Last Tuesday, somewhere in Jerusalem, or Tel Aviv, or Haifa, or Beer Sheva, some lucky Israeli was consuming his second hamburger-on-a-bun of the day; or she was scooping up her hummus with freshly baked pita bread. On that same day, somewhere in Tiberias, the Negev, or the Golan, some lucky Israeli was quietly drinking a shot of whiskey or a cold beer after a hard day of work. Also on that day, somewhere in Hatikvah Quarter or Qiryat Shemona, Maimuna, the post-Pesach feast of North African Jews was sending Pesach off with a leavened bang.

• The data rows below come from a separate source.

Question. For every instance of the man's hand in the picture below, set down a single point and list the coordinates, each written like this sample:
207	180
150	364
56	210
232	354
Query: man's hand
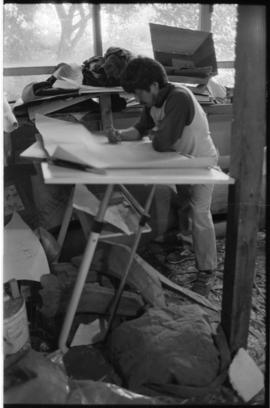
113	135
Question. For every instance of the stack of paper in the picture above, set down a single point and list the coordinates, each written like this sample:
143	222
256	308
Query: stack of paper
72	142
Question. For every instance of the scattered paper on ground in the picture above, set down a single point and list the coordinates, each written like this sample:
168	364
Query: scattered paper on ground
24	257
245	377
87	334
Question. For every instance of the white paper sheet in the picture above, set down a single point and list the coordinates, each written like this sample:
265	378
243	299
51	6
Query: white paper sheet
24	257
73	142
55	105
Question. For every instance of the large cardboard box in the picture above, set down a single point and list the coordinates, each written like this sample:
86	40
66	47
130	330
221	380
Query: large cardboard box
183	52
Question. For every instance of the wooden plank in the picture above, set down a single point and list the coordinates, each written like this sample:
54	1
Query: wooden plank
97	29
248	139
225	64
106	111
139	278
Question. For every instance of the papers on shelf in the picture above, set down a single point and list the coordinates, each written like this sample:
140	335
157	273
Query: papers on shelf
74	143
55	105
24	257
66	83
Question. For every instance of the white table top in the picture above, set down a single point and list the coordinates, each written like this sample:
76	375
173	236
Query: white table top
60	175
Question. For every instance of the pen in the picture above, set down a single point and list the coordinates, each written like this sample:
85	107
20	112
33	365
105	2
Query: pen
77	166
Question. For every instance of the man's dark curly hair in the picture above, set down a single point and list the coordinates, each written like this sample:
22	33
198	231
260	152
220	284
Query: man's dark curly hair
141	72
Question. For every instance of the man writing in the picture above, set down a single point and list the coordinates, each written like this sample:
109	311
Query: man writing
175	121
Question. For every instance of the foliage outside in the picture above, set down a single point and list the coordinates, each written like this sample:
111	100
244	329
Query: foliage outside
46	34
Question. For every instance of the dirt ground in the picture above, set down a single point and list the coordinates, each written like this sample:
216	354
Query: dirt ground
183	274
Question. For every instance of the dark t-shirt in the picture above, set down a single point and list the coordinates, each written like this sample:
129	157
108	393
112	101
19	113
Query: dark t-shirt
179	112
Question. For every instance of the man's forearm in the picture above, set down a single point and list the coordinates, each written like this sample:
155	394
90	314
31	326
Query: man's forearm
129	134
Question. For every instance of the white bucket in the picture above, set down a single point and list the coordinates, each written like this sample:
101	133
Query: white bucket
16	331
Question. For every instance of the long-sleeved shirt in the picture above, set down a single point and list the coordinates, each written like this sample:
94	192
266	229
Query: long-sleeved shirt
177	122
178	113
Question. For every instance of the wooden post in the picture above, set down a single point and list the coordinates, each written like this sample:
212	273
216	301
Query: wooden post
247	142
97	30
205	17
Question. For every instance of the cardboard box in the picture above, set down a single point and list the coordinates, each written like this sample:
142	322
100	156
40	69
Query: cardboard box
184	53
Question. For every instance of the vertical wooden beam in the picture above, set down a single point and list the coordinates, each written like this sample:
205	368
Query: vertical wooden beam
97	29
205	17
247	142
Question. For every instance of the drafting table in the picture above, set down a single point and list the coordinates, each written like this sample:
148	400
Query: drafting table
57	175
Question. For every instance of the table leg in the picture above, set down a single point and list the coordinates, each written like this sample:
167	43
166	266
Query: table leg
131	257
106	111
65	222
84	268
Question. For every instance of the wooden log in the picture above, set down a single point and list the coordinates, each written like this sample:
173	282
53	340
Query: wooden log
94	299
248	140
147	280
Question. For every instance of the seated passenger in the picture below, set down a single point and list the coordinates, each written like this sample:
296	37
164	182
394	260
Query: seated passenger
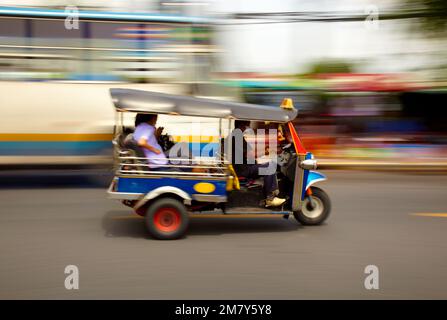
240	153
146	136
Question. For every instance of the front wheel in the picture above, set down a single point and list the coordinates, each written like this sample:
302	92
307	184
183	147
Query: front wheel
167	219
316	211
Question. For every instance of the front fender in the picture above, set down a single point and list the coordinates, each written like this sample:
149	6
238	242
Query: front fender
314	177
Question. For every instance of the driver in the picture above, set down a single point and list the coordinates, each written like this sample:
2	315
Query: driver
146	136
240	153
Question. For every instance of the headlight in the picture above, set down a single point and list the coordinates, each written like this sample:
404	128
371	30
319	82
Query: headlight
309	164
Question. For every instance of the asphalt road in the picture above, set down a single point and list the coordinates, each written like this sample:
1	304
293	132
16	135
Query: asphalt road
42	230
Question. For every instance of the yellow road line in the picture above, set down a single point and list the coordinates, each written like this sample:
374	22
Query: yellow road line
423	214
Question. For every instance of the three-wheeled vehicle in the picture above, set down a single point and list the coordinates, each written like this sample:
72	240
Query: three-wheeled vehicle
197	184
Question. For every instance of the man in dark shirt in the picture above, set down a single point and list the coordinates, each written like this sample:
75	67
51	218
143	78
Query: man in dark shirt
244	163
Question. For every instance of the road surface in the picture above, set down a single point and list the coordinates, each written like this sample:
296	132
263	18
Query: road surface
373	222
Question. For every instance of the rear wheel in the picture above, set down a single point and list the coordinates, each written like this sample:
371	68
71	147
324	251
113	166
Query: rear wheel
167	219
316	211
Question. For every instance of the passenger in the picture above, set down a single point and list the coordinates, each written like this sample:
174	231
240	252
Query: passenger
240	155
146	136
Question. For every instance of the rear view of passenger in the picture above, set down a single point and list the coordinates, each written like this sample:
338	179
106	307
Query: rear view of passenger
146	136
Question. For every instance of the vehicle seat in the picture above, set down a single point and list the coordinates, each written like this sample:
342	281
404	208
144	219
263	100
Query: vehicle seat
128	143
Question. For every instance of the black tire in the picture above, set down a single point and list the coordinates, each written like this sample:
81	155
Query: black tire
307	217
166	219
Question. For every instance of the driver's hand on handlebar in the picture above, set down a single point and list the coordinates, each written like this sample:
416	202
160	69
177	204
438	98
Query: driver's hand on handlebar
159	131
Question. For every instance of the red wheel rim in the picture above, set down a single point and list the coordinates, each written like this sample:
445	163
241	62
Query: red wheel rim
167	219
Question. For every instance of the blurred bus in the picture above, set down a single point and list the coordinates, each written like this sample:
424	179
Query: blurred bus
57	66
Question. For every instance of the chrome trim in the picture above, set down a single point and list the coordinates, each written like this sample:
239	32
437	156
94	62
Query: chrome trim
174	173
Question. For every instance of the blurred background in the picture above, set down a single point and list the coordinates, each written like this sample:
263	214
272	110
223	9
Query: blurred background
369	77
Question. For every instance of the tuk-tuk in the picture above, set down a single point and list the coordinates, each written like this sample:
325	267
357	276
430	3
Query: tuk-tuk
190	184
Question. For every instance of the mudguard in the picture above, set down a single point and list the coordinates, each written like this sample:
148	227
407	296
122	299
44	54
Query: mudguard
314	177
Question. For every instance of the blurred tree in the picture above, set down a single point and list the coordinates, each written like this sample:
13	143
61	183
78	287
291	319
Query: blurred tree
431	13
331	66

Of course, we Jews in the Diaspora had no such luck or fun last Tuesday. We were counting the hours, the minutes, and the seconds until the end of the eighth day of Pesach: that stubborn “second day of Yom Tov” holdover from ancient times when our sages sagely added one restrictive festival day in the Diaspora to insure that we observe the holiday at the correct times, in the absence of a mathematical calendar. Israelis have plenty of headaches that Diaspora Jews are spared. Yet one of their consolations is that they say goodbye to matzah and hello to hametz, leavened foods, a whole day earlier than we do. “Reason #300” for making aliyah, immigrating to Israel, is what I think with a somewhat bitter chuckle each year that Pesach comes and goes, and I sink a bit more into the drying concrete of my well entrenched life outside of the holy land.
I live and work comfortably in the United States. I am a Diaspora Jew whose Zionism, though passionate, amounts to cheerleading from the stands rather than jumping on to the court and getting bruised in a very exciting and energetic game. I have all types of reasons for living in America: proximity to family, not being able to make a living as a Conservative rabbi given the control of the Israeli rabbinate, the value of serving the American Jewish community, the strategic importance of advocating for Israel on Capitol Hill. They are all perfectly valid reasons. None of them changes the reality that my family and I have chosen not to be totally invested in the Jewish people’s most compelling experiment in meaningful self-determination since the Exodus. Also, we have chosen not to do this at a time in Jewish and world history when it has never been easier for Jews like us to accomplish.
I am not trying to engage in disingenuous self-flagellation of the “Oh, how I just wish I could make aliyah and be like you guys (heavy sigh)” variety. Israelis are justifiably not interested in such cheap, unhelpful guilt exorcism, and they would have every right to condemn it. Further, I see no reason to walk around all day feeling guilty about my Jewish commitments. I love America and its Jews, and I will continue to serve the Jewish people and its values, my geography notwithstanding. Finally, I truly believe that though Israel is the spiritual and political center of our world-wide wheel, we “the spokes” are indispensable for keeping that wheel rolling. American Jewish life continues to give birth to supremely important aspects of modern Jewish religion and culture. However, I am trying to remain honest with myself that my choice to not live in Israel does have some less than positive consequences for my Jewish life and the life of the Jewish people.
Israel struggles with genuine spiritual and cultural identity crises that are often the dysfunctional legacies of extreme secularism, the oppressiveness of the rabbinate and constant vigilance in the shadow of our enemies’ threats. Yet Israel also thrives as a majority Jewish society whose civil religion, rhythms and values are thoroughly, naturally Jewish and Hebraic, in ways that the Jewish Diaspora’s cannot be. Israeli society has yet to deal adequately with a host of pressing moral and political matters vital to its thriving as a democratic Jewish state. Yet Israel’s existence as a democratic Jewish state cannot be equaled anywhere in the Jewish world. We American Jews spend enormous amounts of energy just trying to figure out how to survive the challenges of assimilation, when the greatest of all solutions, with all of its imperfections, lies a mere six thousand miles to our east, as the plane flies.
I will not end my life and work in America anytime soon. All the more reason for me not to pretend away the irritating tensions, minor and major, inherent in this decision that should and do make me uncomfortable. No matter how much I complain about the second day of Yom Tov, I continue to observe it, even if it is an unnecessary historical holdover. I struggle with my rich but less than complete Jewish life that is a consequence of not having made aliyah. I live with the preoccupations of minority survival that are the inheritance of life in an extremely open American society. I accept that there are genuine -if not always clear – limits to how much American Jewry and I have a right to participate in Israel’s internal dialogue about her policies, values, security and future. Paraphrasing the Hasidic master, Nahman of Bratzlav, I live my Jewish and Zionist journeys with an element of restlessness and a nagging lack of fulfillment: wherever I am going, I am going to the land of Israel.